Interactive maps chronicle time Frederick Douglass spent in Maryland before making his escape north

Students in Johns Hopkins graduate seminar research, visit regional sites of significance in young slave's life

Old fashioned map shows numerous lime green pins

Image caption: Each pin on the richly layered maps reveal biographical snippets on Douglass or show historic artifacts from the era

Credit: Lawrence Jackson / Mapping Frederick Douglass

Frederick Douglass intended to make the journey at night, with five other enslaved men, stealing a log canoe to paddle north along the Chesapeake Bay.

Frederick Douglass

Image caption: Frederick Douglass

Image credit: George Kendall Warren / Wikimedia Commons

When a group from Johns Hopkins sailed upon those same waters last spring, they recognized how audacious it was for the young Douglass to imagine such a coastal escape in 1836.

"It was challenging for us, even with instruments and knowledge and pretty good sight," JHU Professor Lawrence Jackson said of the sailing trip his class took last May along Maryland's Eastern Shore.

Of course, Douglass never set foot in that canoe. Instead of rowing toward freedom, he landed in a jail cell in Easton. He wouldn't try again for another two years, boarding a train from Baltimore and escaping successfully to the north.

For Jackson's class, the time in Maryland before that escape commanded the most interest—Douglass' formative years, before he became the world-famous abolitionist, orator, and writer. Students in the graduate English seminar "Mapping Frederick Douglass" researched and visited regional sites of significance in the young slave's life, from the Eastern Shore plantations to the streets and shipyards of Baltimore.

Working with the Maryland Historical Society, the four students combed archives, old newspapers, and census records to trace Douglass' pathways in the 1820s and '30s. Then, with JHU's Sheridan Libraries, they used the ArcGIS digital mapping platform to construct a visual narrative.

In the end, they had a collection of four digital "story maps."
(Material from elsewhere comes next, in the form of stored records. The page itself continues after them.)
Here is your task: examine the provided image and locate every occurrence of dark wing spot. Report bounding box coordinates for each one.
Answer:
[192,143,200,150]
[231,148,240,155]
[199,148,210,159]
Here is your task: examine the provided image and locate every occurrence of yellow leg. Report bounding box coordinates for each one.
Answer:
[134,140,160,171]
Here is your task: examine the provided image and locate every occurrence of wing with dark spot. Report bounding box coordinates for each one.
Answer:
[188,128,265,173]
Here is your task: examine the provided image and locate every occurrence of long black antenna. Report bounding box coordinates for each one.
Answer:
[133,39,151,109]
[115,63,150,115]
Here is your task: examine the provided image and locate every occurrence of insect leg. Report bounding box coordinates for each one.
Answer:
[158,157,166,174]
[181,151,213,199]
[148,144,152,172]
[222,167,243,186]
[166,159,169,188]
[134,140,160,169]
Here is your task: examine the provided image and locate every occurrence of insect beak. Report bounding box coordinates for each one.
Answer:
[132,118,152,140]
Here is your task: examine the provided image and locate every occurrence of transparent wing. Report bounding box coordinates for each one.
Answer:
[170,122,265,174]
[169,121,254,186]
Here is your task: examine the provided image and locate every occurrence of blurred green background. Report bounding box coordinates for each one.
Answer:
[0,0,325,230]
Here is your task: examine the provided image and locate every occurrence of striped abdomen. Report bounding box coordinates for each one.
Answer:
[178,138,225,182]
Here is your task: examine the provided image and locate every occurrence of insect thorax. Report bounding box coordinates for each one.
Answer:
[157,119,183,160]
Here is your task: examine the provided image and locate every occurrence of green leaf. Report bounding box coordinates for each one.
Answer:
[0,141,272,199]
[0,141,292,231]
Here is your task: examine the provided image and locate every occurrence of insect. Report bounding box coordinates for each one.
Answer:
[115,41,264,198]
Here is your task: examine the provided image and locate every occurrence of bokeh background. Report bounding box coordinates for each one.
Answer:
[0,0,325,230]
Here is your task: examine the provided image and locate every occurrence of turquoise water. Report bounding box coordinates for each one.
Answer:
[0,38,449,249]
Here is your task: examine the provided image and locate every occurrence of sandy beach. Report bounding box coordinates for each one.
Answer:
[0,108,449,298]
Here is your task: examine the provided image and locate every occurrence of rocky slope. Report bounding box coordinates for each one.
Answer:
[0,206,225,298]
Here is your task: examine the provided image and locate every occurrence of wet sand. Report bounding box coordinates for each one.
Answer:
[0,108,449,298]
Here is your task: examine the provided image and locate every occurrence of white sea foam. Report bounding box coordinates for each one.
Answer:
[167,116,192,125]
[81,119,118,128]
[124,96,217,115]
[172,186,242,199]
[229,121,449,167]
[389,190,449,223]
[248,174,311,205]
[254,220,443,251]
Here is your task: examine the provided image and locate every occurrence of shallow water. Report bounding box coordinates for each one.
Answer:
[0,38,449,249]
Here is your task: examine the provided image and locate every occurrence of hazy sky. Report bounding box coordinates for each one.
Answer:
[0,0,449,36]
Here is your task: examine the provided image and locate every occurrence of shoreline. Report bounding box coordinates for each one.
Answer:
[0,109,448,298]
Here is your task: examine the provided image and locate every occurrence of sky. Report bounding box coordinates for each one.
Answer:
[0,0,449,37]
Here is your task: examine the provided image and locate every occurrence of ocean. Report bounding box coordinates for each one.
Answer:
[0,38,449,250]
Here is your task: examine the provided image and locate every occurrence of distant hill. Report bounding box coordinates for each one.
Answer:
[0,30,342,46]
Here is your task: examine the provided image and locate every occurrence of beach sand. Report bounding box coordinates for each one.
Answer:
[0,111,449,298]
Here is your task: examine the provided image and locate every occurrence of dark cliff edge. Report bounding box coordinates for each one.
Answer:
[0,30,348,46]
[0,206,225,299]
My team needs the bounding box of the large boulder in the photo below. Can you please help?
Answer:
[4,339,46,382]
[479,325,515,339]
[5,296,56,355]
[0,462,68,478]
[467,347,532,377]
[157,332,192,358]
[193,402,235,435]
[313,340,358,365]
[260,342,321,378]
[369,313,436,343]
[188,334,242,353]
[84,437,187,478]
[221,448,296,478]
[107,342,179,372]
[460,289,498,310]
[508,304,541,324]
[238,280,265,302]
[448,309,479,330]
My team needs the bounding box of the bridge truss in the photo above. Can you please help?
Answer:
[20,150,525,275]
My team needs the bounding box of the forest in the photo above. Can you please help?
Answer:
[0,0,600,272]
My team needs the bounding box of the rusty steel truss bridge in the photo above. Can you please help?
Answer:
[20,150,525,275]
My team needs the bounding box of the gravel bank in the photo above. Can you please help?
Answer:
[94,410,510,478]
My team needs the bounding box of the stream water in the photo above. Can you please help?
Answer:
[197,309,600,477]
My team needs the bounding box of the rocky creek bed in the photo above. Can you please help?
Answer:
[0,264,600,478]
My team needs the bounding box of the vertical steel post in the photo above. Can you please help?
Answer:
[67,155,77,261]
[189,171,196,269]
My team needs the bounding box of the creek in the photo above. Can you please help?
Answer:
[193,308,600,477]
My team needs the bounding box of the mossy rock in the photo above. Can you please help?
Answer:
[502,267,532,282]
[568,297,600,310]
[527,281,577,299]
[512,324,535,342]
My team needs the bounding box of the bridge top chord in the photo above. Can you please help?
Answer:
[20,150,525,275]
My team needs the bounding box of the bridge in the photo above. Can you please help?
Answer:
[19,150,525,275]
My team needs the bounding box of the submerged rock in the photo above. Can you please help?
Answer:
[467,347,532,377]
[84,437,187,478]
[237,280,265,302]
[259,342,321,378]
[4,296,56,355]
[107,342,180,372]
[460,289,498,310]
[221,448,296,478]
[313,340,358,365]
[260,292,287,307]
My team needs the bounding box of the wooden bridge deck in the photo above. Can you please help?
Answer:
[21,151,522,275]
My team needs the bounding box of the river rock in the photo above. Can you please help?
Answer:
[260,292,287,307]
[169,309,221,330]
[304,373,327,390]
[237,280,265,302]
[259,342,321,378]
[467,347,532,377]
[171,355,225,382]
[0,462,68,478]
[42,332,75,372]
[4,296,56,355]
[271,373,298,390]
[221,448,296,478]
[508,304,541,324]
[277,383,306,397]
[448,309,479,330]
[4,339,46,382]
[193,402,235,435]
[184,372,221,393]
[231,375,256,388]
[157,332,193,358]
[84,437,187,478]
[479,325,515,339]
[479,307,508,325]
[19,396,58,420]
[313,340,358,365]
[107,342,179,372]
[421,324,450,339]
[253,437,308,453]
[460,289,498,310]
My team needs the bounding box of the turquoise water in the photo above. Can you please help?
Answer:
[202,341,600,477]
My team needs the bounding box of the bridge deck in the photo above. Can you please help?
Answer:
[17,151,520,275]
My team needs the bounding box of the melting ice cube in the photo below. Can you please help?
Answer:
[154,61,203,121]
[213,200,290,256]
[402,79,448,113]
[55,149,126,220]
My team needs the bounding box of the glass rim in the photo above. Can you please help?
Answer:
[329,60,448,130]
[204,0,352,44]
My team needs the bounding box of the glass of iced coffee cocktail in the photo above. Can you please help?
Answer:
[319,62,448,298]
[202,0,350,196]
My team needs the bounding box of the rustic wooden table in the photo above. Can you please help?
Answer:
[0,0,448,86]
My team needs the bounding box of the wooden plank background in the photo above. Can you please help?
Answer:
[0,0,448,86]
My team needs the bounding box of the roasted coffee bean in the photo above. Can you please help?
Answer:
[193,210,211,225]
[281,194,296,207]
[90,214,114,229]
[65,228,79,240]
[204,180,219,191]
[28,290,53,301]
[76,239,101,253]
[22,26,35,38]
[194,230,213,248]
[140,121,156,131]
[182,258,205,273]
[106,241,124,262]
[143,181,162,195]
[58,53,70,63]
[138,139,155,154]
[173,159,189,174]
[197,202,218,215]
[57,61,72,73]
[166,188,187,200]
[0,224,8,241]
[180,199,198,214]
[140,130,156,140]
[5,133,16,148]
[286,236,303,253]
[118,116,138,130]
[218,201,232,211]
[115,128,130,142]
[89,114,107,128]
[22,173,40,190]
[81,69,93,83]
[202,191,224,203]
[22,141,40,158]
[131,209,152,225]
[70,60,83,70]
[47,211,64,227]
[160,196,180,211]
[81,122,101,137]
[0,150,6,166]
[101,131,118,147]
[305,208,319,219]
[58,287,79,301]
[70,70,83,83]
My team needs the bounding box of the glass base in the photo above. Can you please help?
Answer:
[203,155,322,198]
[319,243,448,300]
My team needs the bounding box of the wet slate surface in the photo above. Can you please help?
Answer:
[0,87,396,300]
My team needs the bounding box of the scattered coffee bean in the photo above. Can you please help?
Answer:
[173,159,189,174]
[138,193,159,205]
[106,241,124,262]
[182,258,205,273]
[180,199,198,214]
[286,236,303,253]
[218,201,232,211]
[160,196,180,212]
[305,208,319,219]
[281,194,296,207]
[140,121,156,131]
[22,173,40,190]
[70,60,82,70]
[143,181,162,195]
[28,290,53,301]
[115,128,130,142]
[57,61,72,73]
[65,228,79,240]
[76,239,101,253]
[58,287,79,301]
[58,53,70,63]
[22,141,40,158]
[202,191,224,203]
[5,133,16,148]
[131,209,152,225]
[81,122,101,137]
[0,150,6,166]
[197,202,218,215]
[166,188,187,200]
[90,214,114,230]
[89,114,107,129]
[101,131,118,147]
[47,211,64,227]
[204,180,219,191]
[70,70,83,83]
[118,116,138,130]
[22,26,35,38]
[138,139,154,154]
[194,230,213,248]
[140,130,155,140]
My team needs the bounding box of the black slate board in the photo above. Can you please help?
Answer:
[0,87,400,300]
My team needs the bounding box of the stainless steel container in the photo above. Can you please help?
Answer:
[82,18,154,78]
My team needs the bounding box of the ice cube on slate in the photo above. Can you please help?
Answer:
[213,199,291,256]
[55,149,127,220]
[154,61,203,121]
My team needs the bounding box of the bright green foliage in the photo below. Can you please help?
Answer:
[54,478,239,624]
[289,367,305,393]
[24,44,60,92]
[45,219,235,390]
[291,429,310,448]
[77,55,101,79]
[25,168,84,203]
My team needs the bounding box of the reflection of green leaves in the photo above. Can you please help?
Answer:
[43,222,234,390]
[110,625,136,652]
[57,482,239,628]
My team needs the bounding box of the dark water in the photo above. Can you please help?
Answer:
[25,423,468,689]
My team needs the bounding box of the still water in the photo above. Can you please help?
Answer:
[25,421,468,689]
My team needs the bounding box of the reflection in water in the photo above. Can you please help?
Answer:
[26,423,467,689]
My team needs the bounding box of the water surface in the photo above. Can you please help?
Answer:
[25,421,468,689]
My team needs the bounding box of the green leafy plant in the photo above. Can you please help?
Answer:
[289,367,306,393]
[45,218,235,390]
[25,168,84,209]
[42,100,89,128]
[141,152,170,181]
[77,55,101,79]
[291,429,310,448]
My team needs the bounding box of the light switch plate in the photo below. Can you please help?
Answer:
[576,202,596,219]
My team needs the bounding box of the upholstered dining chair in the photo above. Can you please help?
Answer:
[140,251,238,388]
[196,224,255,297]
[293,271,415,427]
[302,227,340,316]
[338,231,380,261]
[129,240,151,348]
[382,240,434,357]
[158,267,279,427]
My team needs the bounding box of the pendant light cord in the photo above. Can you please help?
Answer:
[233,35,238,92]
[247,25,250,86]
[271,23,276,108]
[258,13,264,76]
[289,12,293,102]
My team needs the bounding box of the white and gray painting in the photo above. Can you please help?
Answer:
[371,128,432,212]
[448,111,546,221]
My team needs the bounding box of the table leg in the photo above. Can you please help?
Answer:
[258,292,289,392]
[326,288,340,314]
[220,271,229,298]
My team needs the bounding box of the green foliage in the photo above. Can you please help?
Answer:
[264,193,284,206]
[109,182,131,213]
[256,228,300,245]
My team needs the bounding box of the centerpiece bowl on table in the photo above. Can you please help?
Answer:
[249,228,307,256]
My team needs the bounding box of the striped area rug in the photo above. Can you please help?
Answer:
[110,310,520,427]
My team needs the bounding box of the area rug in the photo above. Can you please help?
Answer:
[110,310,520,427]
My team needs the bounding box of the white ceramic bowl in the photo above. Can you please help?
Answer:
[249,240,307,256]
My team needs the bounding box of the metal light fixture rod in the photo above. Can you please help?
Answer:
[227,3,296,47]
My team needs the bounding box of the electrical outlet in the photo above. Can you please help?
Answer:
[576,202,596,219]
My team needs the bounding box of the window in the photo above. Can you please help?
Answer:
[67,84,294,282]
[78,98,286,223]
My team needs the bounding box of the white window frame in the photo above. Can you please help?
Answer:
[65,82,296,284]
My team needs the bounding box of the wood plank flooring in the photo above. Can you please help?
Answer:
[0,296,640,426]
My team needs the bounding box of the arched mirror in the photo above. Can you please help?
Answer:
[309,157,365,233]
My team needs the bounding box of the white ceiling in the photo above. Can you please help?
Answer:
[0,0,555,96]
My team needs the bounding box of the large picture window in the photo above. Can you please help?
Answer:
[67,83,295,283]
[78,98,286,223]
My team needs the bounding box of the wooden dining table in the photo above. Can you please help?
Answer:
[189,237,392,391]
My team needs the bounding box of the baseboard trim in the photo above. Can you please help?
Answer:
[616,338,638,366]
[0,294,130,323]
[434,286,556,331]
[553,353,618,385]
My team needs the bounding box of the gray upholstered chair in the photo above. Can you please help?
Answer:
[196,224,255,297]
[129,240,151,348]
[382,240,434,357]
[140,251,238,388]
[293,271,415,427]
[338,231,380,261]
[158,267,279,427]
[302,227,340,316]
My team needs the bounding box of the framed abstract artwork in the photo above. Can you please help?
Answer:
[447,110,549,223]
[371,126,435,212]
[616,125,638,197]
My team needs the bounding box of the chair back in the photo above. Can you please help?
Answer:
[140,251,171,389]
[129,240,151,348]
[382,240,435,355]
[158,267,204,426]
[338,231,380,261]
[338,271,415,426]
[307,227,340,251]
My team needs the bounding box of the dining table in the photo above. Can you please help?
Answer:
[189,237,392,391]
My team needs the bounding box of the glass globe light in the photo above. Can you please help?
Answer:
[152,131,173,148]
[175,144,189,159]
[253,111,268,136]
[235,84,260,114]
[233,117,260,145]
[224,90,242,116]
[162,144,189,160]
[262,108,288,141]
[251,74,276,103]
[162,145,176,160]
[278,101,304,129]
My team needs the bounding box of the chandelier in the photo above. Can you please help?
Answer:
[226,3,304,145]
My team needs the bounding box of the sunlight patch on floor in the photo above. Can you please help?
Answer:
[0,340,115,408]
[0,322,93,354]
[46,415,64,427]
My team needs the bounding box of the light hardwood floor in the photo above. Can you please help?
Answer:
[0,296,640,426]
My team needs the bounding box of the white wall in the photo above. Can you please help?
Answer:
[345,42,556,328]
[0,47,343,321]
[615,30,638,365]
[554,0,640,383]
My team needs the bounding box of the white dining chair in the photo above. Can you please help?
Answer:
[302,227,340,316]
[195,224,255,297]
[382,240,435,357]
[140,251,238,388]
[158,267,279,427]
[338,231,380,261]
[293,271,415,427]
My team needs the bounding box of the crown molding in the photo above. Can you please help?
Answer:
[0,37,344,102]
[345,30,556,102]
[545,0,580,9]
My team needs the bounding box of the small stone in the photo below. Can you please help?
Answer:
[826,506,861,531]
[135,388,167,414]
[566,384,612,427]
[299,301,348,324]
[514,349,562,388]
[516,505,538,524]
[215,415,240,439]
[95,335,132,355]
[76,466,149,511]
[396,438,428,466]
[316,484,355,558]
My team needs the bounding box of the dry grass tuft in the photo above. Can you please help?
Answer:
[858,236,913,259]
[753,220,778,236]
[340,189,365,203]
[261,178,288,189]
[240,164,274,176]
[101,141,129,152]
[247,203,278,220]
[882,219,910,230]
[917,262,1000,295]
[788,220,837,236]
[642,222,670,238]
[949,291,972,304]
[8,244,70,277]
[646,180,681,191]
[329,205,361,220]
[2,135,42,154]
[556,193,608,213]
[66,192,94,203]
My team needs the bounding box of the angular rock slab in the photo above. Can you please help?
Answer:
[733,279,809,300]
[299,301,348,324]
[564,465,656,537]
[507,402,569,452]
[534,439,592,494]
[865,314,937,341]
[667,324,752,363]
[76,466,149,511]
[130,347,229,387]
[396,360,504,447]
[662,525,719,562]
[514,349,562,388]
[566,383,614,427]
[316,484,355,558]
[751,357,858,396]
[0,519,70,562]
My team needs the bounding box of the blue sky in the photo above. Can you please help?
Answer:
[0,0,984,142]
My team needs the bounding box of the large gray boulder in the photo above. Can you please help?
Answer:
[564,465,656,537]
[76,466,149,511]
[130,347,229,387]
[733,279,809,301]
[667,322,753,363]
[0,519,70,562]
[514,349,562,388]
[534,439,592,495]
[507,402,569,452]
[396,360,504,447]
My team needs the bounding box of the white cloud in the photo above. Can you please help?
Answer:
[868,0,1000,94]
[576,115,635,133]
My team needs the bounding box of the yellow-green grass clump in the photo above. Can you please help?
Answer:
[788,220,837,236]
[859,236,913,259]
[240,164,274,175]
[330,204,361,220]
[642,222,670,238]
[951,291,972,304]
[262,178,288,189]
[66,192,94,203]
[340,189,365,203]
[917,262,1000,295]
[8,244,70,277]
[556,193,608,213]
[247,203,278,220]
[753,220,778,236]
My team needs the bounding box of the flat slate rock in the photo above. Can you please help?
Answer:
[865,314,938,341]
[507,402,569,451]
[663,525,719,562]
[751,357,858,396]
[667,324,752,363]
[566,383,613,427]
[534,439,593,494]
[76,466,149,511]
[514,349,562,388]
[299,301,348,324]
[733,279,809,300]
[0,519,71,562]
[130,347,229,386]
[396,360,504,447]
Aged map of the Baltimore Inner Harbor has a green pin labeled

Image caption: A visual from the Mapping Frederick Douglass project shows the possible location of the Auld family home, where Douglass worked as a slave on loan as a child

Image credit: Lawrence Jackson / Mapping Frederick Douglass

Jackson, who joined Hopkins last year as a Bloomberg Distinguished Professor in English and History, said he imagines the project morphing into a larger resource for "broad public consumption"—for use in museums and schools, for example. Last semester his students shared the project with classrooms at Baltimore City College and Morgan State University. And in February Jackson will present the maps at the 200th anniversary celebration at the Douglass Museum and Cultural Center in Highland Beach, Maryland.

For now, the Hopkins community has access to the maps via the ArcGIS system through the Sheridan Libraries. For those with JHED logins, the available maps are:

By design, the maps are richly layered with biographical snippets on Douglass and historic artifacts from the era.

One map that captures Douglass' time as a child on the Lloyd plantation in Talbot County includes an 1827 inventory listing the monetary value of several of his family members—and of Douglass himself, valued at $110 at age 9.

A page from the Orator shows a conversation between a slave and a master

Image caption: After teaching himself to read, Douglass bought a copy of The Columbian Orator, a collection of patriotic speeches that stirred his first ambitions for freedom

Image credit: Lawrence Jackson / Mapping Frederick Douglass

Another map shares a yellowed page from The Columbian Orator, a collection of patriotic speeches that stirred Douglass' first ambitions for freedom, at age 12, as he worked as a slave on loan in Fells Point. He purchased the copy, after teaching himself to read on the sly, from a book shop at 28 Thames St.

Douglass later returned to Fells Point as a teenager, finding greater mobility as he earned wages as a caulker in the neighborhood's shipyards. The map of this period points to Happy Alley as one meetup site for a group of freed black men Douglass mingled with, the "East Baltimore Mental Improvement Society."

"I tried to include pathways known to Douglass, to track his movement in the city," grad student Giardini said of his work.

The same map also pinpoints the location of the station—at Pratt Street near Light Street—where Douglass boarded his Philadelphia-bound train to escape, on Sept. 3, 1838.

Jackson said the inspiration for "Mapping Frederick Douglass" came from digital maps he'd seen tracing General Sherman's march through Georgia and a New York Times feature tracing Harriet Tubman's path to freedom on the Eastern Shore.

In addition to readings of several different versions of Douglass' biographies and autobiographies, Jackson's class was heavy on excursions, including trips to Annapolis and New York City.

The semester culminated in the sailing trip last May, for which Jackson and two students spent a full day and night aboard a chartered boat, navigating waterways and coves of the Chesapeake that formed the backdrop of Douglass' young life.

One map from the project charts this region, pointing to the imagined canoe escape path in 1836. It includes a quote from Douglass's autobiography, in which the future abolitionist vows that the year "should not close, without witnessing an earnest attempt, on my part, to gain liberty."